S&P Global has dropped its rating for Endeavor Operating Co. and Endeavor’s subsidiary, WME IMG Holding, to the middle of the junk bond range and called into question the firm’s future viability.
The ratings firm cited both the pandemic and corporate debt load for its change in outlook for the talent agency and live event company.
“Federal guidelines in the U.S. for social distancing will remain in place at least until April 30, extending the possibility for a prolonged downturn for event- and entertainment-based businesses,” S&P Global credit analysts wrote in a report released April 13.
“Endeavor … and subsidiary UFC Holdings LLC have meaningful exposure to entertainment, content production, and live events, many of which have been canceled, postponed, or temporarily suspended due to restrictions on group gatherings. These restrictions will likely cause Endeavor’s revenue to fall significantly in the near term,” the report added.
Analysts Jing Li and Emile J. Courtney went on to say that “the significant drop in revenue in 2020 could potentially result in unsustainable capital structure.”
S&P lowered its issuer credit rating on Endeavor to CCC+ from B, with a negative outlook.

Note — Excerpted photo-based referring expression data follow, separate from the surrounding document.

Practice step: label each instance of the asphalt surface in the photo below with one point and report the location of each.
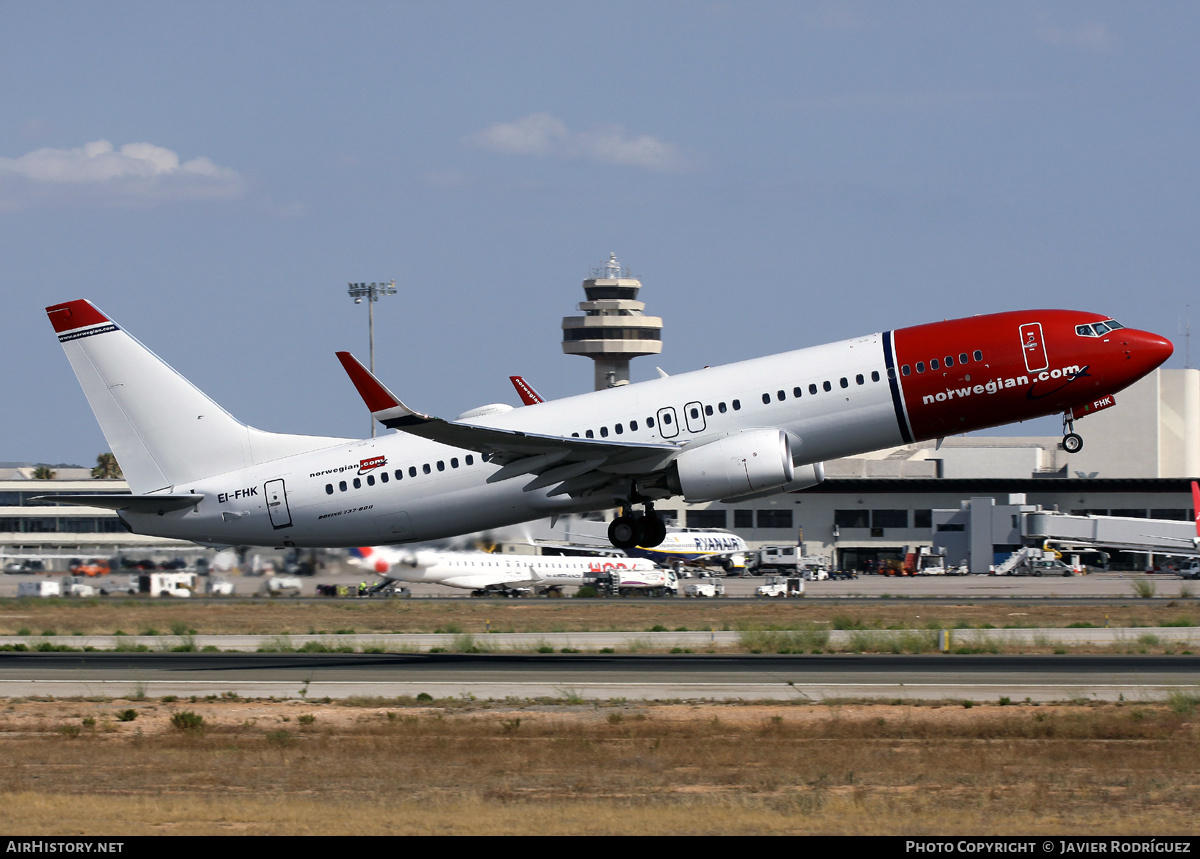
(586, 677)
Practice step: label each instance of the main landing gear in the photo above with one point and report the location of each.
(1072, 442)
(630, 529)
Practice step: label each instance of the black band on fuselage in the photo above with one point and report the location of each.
(894, 383)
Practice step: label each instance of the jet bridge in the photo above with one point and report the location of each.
(1153, 536)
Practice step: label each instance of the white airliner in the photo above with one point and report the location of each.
(738, 431)
(480, 571)
(697, 546)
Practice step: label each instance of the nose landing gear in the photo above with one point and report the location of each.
(1072, 442)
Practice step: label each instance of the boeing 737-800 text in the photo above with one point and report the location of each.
(737, 431)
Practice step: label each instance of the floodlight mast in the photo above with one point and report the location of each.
(371, 292)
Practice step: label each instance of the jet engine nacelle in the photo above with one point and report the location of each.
(738, 464)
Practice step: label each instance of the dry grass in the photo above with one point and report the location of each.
(295, 617)
(549, 768)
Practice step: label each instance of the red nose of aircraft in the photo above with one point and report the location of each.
(1146, 350)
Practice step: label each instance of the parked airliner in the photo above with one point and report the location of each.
(480, 571)
(737, 431)
(697, 546)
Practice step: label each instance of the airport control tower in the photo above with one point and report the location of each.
(613, 328)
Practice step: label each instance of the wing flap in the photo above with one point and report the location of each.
(580, 462)
(138, 504)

The company also lowered the rating on WME IMG’s first-lien credit facilities to CCC+ from B.
S&P has a B credit rating on Endeavor’s mixed martial arts promotion subsidiary, UFC, which remains on S&P’s CreditWatch, “with negative implications, reflecting anticipated high leverage under our revised assumptions and uncertainty about the event schedule for 2020.”
Endeavor has grown from a talent agency base in 2010 to an entertainment conglomerate by 2018. Its biggest acquisition was UFC in 2016. That resulted in $4.6 billion of debt in 2018, but only $3.6 billion in revenue.
Endeavor withdrew its September 2019 IPO amid skepticism. Then the pandemic hit, choking income from live events. The company recently announced layoffs, and industry observers have been speculating about Endeavor’s continued viability in its current form.